I’d never actually heard of algorithms until many moons ago when, as a 23-year-old zoology graduate, I needed to bring my maths, stats and computing up to speed if I was to get the job I was after as a fisheries scientist.
So, being a glutton for punishment, I signed up for the most masochistic educational experiences of my life aka the University of York’s MSc in Biological Computation.
One of the books on its reading list was entitled ‘Data Structures + Algorithms = Programs’. Well, that equation was news to me, but despite my less-than-mathematical brain, I somehow managed to pass the course and went forth having successfully added ‘algorithm’ to my lexicon.
Scroll forward many years, and algorithms seem to rule everything from Little Britain’s ‘Computer says “No”‘ to recommendations for pages or ‘friends’ to follow on social media. A bank manager won’t refuse you a loan, but an algorithm will!
Of course algorithms can be seriously flawed. As the Graun reported nearly a decade ago:
“the very feature that makes algorithms so valuable – their ability to replicate human decision-making in a fraction of the time – can be a double-edged sword. If the observed human behaviours that dictate how an algorithm transforms input into output are flawed, we risk setting in motion a vicious circle when we hand over responsibility to The Machine”.
The most notable flaws appear to be that ‘human behaviours’ are often biased, sexist, racist or as many other ‘ist’s, subconcious or otherwise, that you can think of. That’s not something to desire in an objective decision-making system, particularly when, as last year in the UK, many students’ exam outcomes were downgraded based on their schools’ past results despite their own, individual strong performance.
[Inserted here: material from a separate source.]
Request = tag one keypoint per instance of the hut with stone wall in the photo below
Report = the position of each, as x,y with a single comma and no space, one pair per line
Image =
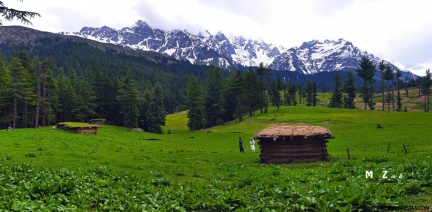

On a lighter note, the weakness of algorithms can be seen in some of the recommendations made to me on social media.
As a bit of a canal anorak, I follow the ‘Foxes Afloat’ Instagram page and their YouTube channel and I have occasionally ‘liked’ one of their posts. So why, as a benign anti-monarchist, does my ‘like’ of an Instagram post about a gay couple living aboard a narrowboat with their cocker spaniel Otis, result in a recommendation for an Instagram post that shows HRH the Prince of Wales (alongside the present Mrs Wales) simply because you liked a post from foxesafloat?
Or why should Facebook feel a recommendation is in order for me to join a Facebook Group of manicure enthusiasts, or one of horse lovers, simply because some friends are members WHEN I DON’T HAVE ANY FACEBOOK FRIENDS!
(I don’t like Facebook, I’m on it, or rather my dog is, because it’s the only way to receive notifications about her agility class and that’s the way it will stay because although I have friends that are on Facebook, they are precisely that, friends, and Facebook has nothing to do with it!)
So, today’s limerick is a bit of a rant…
Insta’s ‘recommend’ algorithm
Deserves to be met with derision
‘Cos I always dislike
What it thought that I’d like.
It’s just guesswork that’s lacking precision!